Recevoir une convocation au pôle financier pour blanchiment déclenche immédiatement un sentiment d'angoisse légitime. Avec une augmentation de 28% des convocations en Île-de-France, dont 35% aboutissent à des gardes à vue, cette situation nécessite une réaction immédiate et méthodique. L'article 324-1-1 du Code pénal instaure une présomption de culpabilité en matière de blanchiment, inversant la charge de la preuve et vous obligeant à démontrer l'origine licite de vos fonds. Face à des risques allant de 5 à 10 ans d'emprisonnement et des amendes de 375 000 à 750 000 euros, Me Koné Madou, avocat en droit pénal à Paris, vous guide à travers ce tutoriel d'urgence pour maximiser vos chances de défense.
La première urgence consiste à déterminer précisément votre situation juridique. L'audition libre, encadrée par l'article 61-1 du Code de procédure pénale, vous permet de quitter les locaux à tout moment (contrairement à la garde à vue limitée à 24 ou 48 heures maximum), et sa durée reste indéterminée. Toutefois, cette liberté apparente cache un piège : selon l'article 78 du Code de procédure pénale, toute personne convoquée par un officier de police judiciaire est obligatoirement tenue de comparaître, même si elle peut ensuite refuser de faire des déclarations. Refuser de vous présenter peut entraîner un mandat d'amener ou une interpellation immédiate, voire autoriser l'officier à se déplacer à votre domicile après autorisation du Procureur de la République.
La mise en examen représente un cadre plus contraignant avec l'ouverture d'une information judiciaire.
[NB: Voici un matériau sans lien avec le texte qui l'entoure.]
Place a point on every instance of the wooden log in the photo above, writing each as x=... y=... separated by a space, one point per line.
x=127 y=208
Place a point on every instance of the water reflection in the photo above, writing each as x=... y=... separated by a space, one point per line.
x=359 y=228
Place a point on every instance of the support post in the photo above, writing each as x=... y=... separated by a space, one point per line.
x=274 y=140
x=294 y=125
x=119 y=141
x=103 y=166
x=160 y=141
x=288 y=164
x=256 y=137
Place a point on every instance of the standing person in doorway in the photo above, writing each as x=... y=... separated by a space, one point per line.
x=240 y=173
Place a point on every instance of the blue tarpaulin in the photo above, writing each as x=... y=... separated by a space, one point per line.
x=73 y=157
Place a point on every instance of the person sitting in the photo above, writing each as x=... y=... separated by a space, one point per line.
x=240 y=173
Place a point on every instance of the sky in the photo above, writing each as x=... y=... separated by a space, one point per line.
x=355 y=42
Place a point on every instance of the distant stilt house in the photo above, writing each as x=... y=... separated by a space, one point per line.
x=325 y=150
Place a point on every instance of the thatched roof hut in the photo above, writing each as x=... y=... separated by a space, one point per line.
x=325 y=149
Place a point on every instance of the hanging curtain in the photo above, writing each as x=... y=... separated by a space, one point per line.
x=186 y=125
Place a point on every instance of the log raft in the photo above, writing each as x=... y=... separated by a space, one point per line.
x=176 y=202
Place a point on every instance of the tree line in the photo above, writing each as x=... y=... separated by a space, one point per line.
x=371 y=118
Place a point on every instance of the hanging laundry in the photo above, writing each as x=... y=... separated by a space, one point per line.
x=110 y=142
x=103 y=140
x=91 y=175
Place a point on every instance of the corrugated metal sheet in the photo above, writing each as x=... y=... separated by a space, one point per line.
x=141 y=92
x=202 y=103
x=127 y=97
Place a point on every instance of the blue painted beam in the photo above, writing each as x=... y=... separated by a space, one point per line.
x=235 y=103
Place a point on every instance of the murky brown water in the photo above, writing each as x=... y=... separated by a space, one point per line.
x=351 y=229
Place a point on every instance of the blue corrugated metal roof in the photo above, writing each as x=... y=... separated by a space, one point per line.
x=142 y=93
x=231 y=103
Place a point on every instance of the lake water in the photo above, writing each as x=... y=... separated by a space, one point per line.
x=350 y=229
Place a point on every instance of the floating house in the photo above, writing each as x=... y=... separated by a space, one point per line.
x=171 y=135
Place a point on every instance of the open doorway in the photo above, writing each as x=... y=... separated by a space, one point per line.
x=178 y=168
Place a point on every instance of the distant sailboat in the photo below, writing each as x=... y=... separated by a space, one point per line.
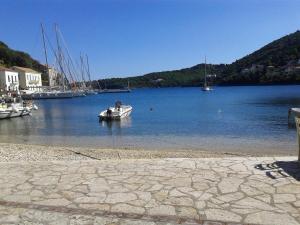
x=206 y=87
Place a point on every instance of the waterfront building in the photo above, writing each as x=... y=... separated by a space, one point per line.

Vous pourriez également être convoqué comme témoin, statut qui peut basculer vers celui de suspect sans avertissement préalable, particulièrement dans les affaires de blanchiment où les enquêteurs cherchent à établir les circuits financiers.
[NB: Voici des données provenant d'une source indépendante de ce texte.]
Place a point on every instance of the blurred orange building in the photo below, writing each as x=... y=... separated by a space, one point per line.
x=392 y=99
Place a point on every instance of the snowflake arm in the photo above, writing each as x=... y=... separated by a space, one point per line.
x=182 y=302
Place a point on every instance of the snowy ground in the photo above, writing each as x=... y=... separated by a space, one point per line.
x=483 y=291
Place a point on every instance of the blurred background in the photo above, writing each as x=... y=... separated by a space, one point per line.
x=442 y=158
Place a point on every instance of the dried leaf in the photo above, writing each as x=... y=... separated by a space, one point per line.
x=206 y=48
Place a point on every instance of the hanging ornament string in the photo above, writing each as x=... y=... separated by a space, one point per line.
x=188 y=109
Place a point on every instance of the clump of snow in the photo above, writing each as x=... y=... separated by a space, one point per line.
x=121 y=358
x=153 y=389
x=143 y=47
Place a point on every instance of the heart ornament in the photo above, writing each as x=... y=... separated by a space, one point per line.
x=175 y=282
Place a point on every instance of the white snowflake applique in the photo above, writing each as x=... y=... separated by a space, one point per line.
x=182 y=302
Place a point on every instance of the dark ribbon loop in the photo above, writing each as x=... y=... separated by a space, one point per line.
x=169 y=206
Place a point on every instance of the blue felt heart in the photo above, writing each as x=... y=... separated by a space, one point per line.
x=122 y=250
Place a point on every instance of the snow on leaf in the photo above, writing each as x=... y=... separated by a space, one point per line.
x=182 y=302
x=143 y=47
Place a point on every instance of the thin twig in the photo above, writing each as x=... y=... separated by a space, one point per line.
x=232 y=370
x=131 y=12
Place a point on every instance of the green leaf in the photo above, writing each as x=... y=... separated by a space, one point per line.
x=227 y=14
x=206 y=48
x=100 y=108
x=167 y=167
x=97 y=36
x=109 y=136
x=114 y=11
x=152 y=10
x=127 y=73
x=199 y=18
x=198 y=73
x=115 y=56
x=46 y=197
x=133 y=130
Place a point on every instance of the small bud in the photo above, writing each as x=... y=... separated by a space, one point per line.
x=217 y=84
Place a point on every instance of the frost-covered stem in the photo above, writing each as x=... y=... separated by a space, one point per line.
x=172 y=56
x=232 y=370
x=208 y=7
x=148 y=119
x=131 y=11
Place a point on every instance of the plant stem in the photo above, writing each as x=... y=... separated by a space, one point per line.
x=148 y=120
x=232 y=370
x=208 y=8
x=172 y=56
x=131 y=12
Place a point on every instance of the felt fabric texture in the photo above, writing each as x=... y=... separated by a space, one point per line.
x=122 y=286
À noter : Durant l'audition libre, les policiers et gendarmes ont le droit de prendre des relevés photographiques, des empreintes papillaires et des relevés d'empreintes génétiques selon l'article 55-1 du Code de procédure pénale. Ces données alimentent directement les fichiers de police. Refuser ces prélèvements biométriques, bien que légal, peut être interprété négativement par les enquêteurs et influencer leur perception de votre coopération.
Vos droits constituent votre première ligne de défense. Le droit au silence vous protège contre l'auto-incrimination, particulièrement crucial face à la présomption de blanchiment (l'article préliminaire du Code de Procédure Pénale dispose qu'aucune condamnation ne peut être prononcée contre une personne sur le seul fondement de déclarations qu'elle a faites sans avoir pu s'entretenir avec un avocat ou être assistée par lui). Si l'infraction est punie d'emprisonnement, vous bénéficiez du droit à l'assistance d'un avocat dès l'audition.
L'article 61-1 du Code de procédure pénale impose aux enquêteurs de vous notifier cinq informations essentielles : la qualification des faits, votre droit de quitter les lieux, l'assistance d'un interprète si nécessaire, votre droit de répondre ou de vous taire, et l'assistance d'un avocat. Toute omission rend l'audition nulle. Les déclarations faites lors de l'audition libre en dehors de la présence de l'avocat ne pourront donc pas à elles seules fonder une condamnation, ce qui renforce considérablement l'intérêt stratégique du droit au silence initial.
Une convocation pour blanchiment au pôle financier n'arrive jamais par hasard. L'enquête est généralement déjà avancée, souvent initiée par un signalement Tracfin. En 2025, 1800 signalements concernant des cryptomonnaies ont été recensés à Paris, soit une hausse de 30%. La convocation peut se faire par voie écrite (courrier, mail, SMS) ou orale (appel téléphonique), mais il est impératif de demander systématiquement la remise d'une convocation écrite afin de prendre connaissance précise de l'infraction reprochée, de la date et du lieu présumés des faits.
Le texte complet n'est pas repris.